Fine Tuning SUT Calls

Now, if you would like to fine-tune error detection to do more than simply checking for a non-zero exit-code, then you can use two built-in solutions (or, again, you can implement your own version):

We can extend the original example as follows:

[sut.jerry]
# ... define filters ...
# Properties named as 'call.decorate(N)' are Python decorators that can access
# the input & output of the wrapped methods (in this case, of
# StdinSubprocessCall) and can modify them. Here, they are used to filter the
# output issues. If decorators expect parameters, then they have to be defined
# in parameter sections named as 'sut.<SUT_NAME>.call.decorate(N)'.
call.decorate(0)=fuzzinator.call.ExitCodeFilter
call.decorate(1)=fuzzinator.call.RegexFilter

# Parameter section for ExitCodeFilter.
[sut.jerry.call.decorate(0)]
exit_codes=[132, 129]

# Parameter section for RegexFilter.
[sut.jerry.call.decorate(1)]
stderr=["(?P<msg>Assertion '.*' failed )at (?P<file>[^(]+)[(](?P<path>[^)]+)[)]:(?P<line>[0-9]+)",
        "(?P<msg>Unreachable control path )at (?P<file>[^(]+)[(](?P<path>[^)]+)[)]:(?P<line>[0-9]+)"]

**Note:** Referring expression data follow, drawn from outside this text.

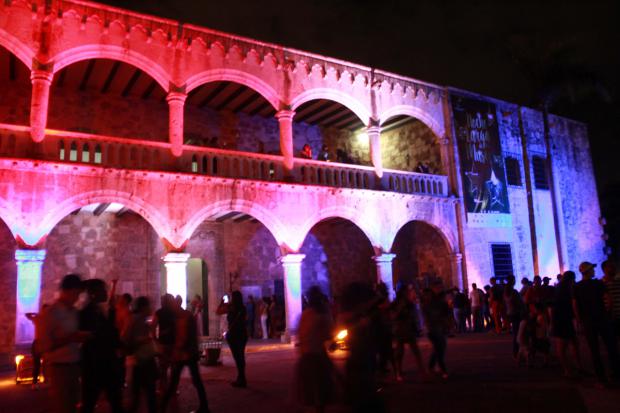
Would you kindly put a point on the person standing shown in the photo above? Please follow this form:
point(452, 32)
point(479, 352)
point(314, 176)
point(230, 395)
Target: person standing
point(35, 349)
point(591, 314)
point(60, 340)
point(185, 354)
point(562, 326)
point(437, 316)
point(250, 308)
point(405, 331)
point(101, 364)
point(314, 370)
point(459, 307)
point(141, 347)
point(515, 311)
point(612, 285)
point(164, 329)
point(236, 336)
point(476, 298)
point(264, 315)
point(356, 302)
point(196, 308)
point(381, 319)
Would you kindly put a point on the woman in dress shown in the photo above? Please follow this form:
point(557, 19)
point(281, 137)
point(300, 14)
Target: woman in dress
point(237, 335)
point(405, 329)
point(314, 368)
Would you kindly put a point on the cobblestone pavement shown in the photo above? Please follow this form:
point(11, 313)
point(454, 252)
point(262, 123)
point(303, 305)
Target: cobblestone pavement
point(483, 379)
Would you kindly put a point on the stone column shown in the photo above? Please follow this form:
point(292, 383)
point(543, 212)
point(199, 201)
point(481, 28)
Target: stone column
point(374, 140)
point(176, 274)
point(285, 119)
point(456, 262)
point(41, 82)
point(384, 271)
point(29, 268)
point(176, 105)
point(292, 291)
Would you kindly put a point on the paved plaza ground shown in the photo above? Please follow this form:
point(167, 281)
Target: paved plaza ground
point(483, 379)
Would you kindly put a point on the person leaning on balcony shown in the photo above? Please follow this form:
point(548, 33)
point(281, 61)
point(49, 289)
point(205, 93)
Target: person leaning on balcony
point(306, 152)
point(60, 342)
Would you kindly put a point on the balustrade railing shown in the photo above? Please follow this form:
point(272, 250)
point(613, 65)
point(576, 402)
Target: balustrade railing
point(120, 153)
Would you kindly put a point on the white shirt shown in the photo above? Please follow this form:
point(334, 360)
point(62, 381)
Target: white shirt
point(475, 297)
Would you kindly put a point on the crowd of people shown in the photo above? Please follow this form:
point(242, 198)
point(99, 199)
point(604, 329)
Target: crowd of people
point(541, 317)
point(115, 340)
point(86, 351)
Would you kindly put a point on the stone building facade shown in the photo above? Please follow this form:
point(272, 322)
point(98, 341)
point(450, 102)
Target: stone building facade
point(168, 156)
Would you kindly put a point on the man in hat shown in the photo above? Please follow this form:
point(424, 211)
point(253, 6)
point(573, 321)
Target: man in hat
point(589, 303)
point(60, 344)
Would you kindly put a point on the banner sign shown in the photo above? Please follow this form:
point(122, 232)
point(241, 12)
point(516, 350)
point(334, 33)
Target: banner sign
point(482, 163)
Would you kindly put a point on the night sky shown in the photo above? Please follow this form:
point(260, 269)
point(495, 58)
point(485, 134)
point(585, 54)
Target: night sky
point(564, 53)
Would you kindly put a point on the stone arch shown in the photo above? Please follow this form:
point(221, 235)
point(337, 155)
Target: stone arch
point(414, 112)
point(337, 251)
point(423, 252)
point(99, 51)
point(444, 231)
point(236, 76)
point(349, 214)
point(262, 214)
point(147, 211)
point(348, 101)
point(15, 46)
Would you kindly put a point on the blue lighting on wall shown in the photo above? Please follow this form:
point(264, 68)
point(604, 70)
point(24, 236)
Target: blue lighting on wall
point(29, 268)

However, issues not only can be filtered but also extended with arbitrary information that helps describing the circumstances of the failure. This extension can also happen with the above shown decorator approach. The next example shows how platform, git version, and ID information can be added using:

[sut.jerry]
# .. extend issue with platform information ..
call.decorate(2)=fuzzinator.call.PlatformInfoDecorator
# .. extend issue with user-defined information ..
call.decorate(3)=fuzzinator.call.SubprocessPropertyDecorator
# .. add an id to the issue ..
call.decorate(4)=fuzzinator.call.UniqueIdDecorator

# *No* parameter section for the 2nd decorator as it needs none.

# Parameter section for the 3rd decorator.
[sut.jerry.call.decorate(3)]
# .. extend issue dictionary with a version field ..
property=version
# .. the value of version field is filled with the output of the next command ..
command=git rev-parse --short HEAD
# .. directory where 'command' has to be run (no need to copy the value of 'cwd'
# from the 'sut.jerry.call' section verbatim, extended interpolation syntax can
# help to reuse options) ..
cwd=${sut.jerry.call:cwd}

# Parameter section for the 4th decorator.
[sut.jerry.call.decorate(4)]
# .. compose the new id field from the msg and path fields previously found by
# RegexFilter ..
properties=["msg", "path"]

Updating SUTs and Reducing Tests

Similarly to the above, we can have control over SUT update and test reduce jobs as well. The following final example uses built-in building blocks again:

[sut.jerry]
# ... define update ...
update_condition=fuzzinator.update.TimestampUpdateCondition
update=fuzzinator.update.SubprocessUpdate
# ... define reduction ...
reduce=fuzzinator.reduce.Picire

# Parameter section for fuzzinator.update.TimestampUpdateCondition.
[sut.jerry.update_condition]
# Update SUT in every 12 hours.
age=12:00:00
path=${sut.jerry.call:cwd}/build/bin/jerry

# Parameter section for fuzzinator.update.SubprocessUpdate.
[sut.jerry.update]
# Script to execute to update.
command=git pull origin master &&
        ./tools/build.py --debug --clean
# Directory where 'command' has to be run.
cwd=${sut.jerry.call:cwd}

Etc…

There is more, e.g.:

  • SUTs can take their input from files instead of stdin.

  • Reducers are highly parametrizable.

  • Test reduce jobs can deviate from fuzz jobs in the way their SUT is called.

  • Fuzzers can be decorated the same way as SUT calls.

  • Etc…

More complex configuration files are available in the examples/configs directory of the project (e.g., for WebKit, too).